The legacy of a high school science project lives on and may soon find itself being prescribed by doctors.
Researchers at George Mason University’s Center for Applied Proteomics and Molecular Medicine (CAPMM) say the inspiration for a new early-detection Lyme disease test came from a high school student’s senior science project.
In 2010, Thomas Jefferson High School for Science and Technology senior Temple Douglas, who is now a 21-year-old rising senior at Princeton University, began researching methods for early detection of Lyme disease. Douglas became interested in Lyme disease detection after her sister, brother and mother became infected.

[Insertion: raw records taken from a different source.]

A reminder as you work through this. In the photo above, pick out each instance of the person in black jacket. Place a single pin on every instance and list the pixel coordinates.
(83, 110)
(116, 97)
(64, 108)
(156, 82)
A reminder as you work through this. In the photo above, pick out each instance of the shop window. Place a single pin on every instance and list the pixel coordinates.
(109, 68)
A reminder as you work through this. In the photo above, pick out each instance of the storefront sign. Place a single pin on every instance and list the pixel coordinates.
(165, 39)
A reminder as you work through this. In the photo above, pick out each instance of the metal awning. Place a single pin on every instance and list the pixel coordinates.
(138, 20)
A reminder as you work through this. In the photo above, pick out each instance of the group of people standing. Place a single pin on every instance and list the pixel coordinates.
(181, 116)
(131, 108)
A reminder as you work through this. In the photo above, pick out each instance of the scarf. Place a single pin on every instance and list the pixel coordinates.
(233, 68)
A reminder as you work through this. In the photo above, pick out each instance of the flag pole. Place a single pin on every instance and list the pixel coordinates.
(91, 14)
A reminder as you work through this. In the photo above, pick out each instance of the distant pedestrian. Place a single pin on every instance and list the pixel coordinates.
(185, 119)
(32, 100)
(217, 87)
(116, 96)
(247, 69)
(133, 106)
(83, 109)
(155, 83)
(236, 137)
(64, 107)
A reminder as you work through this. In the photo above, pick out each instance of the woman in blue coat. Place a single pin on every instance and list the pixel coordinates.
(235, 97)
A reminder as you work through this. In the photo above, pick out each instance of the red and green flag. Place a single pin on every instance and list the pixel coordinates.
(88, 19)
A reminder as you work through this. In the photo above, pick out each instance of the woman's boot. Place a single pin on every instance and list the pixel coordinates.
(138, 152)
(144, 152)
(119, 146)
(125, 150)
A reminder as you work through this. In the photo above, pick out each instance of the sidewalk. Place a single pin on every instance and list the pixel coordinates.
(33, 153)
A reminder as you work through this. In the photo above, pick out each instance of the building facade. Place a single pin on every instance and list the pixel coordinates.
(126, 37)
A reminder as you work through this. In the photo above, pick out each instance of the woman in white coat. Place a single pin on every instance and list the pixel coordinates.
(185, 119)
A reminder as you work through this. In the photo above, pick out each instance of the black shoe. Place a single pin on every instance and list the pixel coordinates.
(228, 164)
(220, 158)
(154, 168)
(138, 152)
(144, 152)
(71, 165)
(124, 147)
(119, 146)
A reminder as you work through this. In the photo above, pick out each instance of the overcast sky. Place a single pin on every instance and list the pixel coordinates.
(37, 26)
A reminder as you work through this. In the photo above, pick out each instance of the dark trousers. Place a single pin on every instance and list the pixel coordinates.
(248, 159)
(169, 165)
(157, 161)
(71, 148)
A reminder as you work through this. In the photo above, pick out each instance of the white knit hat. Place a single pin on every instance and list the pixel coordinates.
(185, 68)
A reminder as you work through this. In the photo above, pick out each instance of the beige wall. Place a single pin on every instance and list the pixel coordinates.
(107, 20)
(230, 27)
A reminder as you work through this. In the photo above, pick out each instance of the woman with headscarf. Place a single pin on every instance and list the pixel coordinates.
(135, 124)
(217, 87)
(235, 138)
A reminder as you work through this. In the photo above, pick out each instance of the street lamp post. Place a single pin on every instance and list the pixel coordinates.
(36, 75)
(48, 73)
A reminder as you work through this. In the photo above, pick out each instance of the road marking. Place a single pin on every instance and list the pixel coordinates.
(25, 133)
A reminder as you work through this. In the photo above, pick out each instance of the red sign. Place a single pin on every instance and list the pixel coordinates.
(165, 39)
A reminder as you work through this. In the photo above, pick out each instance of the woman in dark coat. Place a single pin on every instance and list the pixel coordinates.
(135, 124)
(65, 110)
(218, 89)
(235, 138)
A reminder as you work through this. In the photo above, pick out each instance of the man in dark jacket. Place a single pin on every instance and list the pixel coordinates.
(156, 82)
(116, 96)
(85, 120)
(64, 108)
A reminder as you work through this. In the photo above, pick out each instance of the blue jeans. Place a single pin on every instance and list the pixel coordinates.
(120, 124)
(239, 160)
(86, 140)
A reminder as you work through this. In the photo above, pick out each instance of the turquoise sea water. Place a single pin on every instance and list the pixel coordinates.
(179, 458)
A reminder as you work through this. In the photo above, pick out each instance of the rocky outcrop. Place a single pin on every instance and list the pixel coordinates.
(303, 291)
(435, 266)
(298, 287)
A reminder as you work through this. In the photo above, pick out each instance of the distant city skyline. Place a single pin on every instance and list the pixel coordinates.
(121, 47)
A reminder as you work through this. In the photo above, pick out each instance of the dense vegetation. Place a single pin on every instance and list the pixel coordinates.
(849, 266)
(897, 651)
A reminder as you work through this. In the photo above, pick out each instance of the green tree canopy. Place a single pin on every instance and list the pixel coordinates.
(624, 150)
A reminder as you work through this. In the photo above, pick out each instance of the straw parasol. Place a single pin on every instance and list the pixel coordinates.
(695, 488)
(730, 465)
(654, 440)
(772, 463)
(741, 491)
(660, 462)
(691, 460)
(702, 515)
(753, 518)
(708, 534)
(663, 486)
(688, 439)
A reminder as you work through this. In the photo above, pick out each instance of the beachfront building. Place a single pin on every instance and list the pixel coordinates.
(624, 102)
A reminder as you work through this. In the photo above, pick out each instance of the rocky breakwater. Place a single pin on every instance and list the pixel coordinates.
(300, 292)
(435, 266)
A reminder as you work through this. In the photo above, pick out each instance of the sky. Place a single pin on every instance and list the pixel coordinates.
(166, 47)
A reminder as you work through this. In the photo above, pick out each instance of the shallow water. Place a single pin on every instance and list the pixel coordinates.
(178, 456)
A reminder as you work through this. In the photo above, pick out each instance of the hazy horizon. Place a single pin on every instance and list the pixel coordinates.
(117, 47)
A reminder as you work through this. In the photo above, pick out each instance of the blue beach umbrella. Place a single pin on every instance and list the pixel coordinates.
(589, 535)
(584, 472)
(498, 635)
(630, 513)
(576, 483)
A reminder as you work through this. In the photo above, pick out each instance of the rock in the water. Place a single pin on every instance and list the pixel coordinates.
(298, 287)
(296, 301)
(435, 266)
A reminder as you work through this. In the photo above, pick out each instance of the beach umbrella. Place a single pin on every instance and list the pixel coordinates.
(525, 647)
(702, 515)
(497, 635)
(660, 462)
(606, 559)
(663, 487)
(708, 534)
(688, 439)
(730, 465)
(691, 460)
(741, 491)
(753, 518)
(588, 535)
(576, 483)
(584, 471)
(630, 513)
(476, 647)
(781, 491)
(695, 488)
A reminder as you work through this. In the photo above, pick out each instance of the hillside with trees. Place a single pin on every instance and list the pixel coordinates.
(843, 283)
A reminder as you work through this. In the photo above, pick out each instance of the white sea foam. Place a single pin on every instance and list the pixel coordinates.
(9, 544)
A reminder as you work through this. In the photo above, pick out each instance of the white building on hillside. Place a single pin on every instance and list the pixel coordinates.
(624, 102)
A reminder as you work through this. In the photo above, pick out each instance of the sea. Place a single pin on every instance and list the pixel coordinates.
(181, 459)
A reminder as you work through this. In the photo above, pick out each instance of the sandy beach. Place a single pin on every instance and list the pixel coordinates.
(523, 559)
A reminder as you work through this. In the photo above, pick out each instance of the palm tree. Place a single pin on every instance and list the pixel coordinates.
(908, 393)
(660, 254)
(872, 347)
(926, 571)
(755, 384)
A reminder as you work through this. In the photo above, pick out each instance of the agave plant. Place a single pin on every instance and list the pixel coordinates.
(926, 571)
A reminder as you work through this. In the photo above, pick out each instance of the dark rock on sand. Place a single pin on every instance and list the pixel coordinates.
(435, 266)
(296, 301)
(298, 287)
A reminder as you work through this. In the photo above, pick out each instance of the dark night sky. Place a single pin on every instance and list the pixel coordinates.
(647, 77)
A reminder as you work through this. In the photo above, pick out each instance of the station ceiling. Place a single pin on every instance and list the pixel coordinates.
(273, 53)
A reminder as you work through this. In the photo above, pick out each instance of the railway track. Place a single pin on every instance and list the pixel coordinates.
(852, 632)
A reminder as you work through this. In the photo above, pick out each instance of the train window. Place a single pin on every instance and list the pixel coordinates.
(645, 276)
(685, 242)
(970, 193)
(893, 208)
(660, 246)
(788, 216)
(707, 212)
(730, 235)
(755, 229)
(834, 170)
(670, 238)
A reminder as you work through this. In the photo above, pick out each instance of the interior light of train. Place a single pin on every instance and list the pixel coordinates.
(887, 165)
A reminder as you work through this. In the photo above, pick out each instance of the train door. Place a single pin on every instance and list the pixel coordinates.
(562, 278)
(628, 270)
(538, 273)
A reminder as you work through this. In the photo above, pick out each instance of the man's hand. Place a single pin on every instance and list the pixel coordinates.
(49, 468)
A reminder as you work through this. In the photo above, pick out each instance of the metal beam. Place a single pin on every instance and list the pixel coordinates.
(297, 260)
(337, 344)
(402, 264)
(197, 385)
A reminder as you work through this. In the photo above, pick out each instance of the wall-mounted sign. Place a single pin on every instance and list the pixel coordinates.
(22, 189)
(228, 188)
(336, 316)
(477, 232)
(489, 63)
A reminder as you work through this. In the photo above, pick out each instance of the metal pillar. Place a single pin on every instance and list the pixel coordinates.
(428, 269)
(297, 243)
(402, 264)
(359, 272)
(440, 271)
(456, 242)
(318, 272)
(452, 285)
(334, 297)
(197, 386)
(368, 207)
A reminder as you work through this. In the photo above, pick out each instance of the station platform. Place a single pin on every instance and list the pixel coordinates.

“I started working on the Lyme disease project for my senior research project,” said Douglas, who spent two summers enrolled as a student intern in Mason’s Aspiring Scientists Summer Internship Program. “After graduating I spend another summer in the ASSIP working on the Lyme disease test; and last summer I spent a few weeks at GMU to work on the project.”
Mason research assistant professor Alessandra Luchini worked with Douglas on her Lyme disease test and continues the student’s research. Luchini, who was named one of Popular Science magazine’s “Brilliant 10” in 2011, works in labs at CAPMM, located on the university’s Prince William campus.
“The test is looking for pieces of the [Lyme disease] bacteria in the urine,” Luchini said. Researchers like Luchini are evaluating a new urine-sample test, which uses technology called a “Nanotrap” to gather antigen in urine allowing for earlier detection.
“The technology was originally developed through grants by the NIH [National Institutes of Health] for cancer research,” said Mason’s CAPMM co-director Lance Liotta. “The Nanotrap uses bait that attracts Lyme antigen… Since we’re sweeping all the Lyme antigen from the urine, we can detect earlier because of the [more dense] concentration.”
Mason has partnered with Ceres Nanosciences in testing and developing a commercial product that could be used in physicians’ offices as early as 2014.
“We’re conducting a large study validating our results,” Liotta said. “We have a lot of interest from the legislature on this because there is new legislation and new laws on screening patients for Lyme disease. So it’s a hot topic in Virginia.”
Lyme disease is the most commonly reported vectorborne illness in the U.S. and was the sixth most common nationally notifiable disease in 2011 despite cases being limited mostly to the Northeast and upper Midwest, according to the Center for Disease Control and Prevention. The CDC reports that 96 percent of the Lyme disease cases reported in 2011 were from 13 states: Connecticut, Delaware, Maine, Maryland, Massachusetts, Minnesota, New Hampshire, New Jersey, New York, Pennsylvania, Vermont, Virginia and Wisconsin.
Lyme disease prominence in Virginia – a confirmed 756 in 2011—has caused state legislators to push for greater attention to the disease. During the 2013 session, the General Assembly approved legislation sponsored by Del. Barbara Comstock (R-Dist. 34) of McLean. The new law requires physicians to provide patients, who test positive for the presence of Lyme disease, a written notice about the disease, about testing for Lyme disease and about the need for the patient to contact a doctor with questions or concerns.
In May, Comstock was joined by other state legislators who visited researchers from George Mason University’s Center for Applied Proteomics and Molecular Medicine on the Prince William campus to learn more about developments there and plans to partner with Ceres Nanosciences in commercializing a test kit.
“Commercialization means getting it out to the market where it could be used by physicians,” said Ceres Chief Executive Officer Ross Dunlap, adding that the pricing of the test would likely be comparable to currently available Lyme disease tests. “We have our own labs and our own team that’s been working with the Mason team… From the beginning we have been completely funding the research with the Mason team.”
The partnership with Mason, Dunlap said, is very hands on and reciprocal.
“We have actually formed very tight connections with Mason on other projects,” said Dunlap, adding that his involvement includes visiting doctors’ offices to collect urine samples for the study.
Both Dunlap and Mason researchers said shoppers would not likely see over-the-counter Lyme disease testing kits for several years. However, they added that this option might not be too far away.
Douglas, who is studying this summer at King’s College London, said she feels lucky to have the opportunity to continue research and work with Mason scientists.
“I am very grateful to have been given the opportunity to pursue my idea, and I am honored that the project was continued after I went to the university,” she said.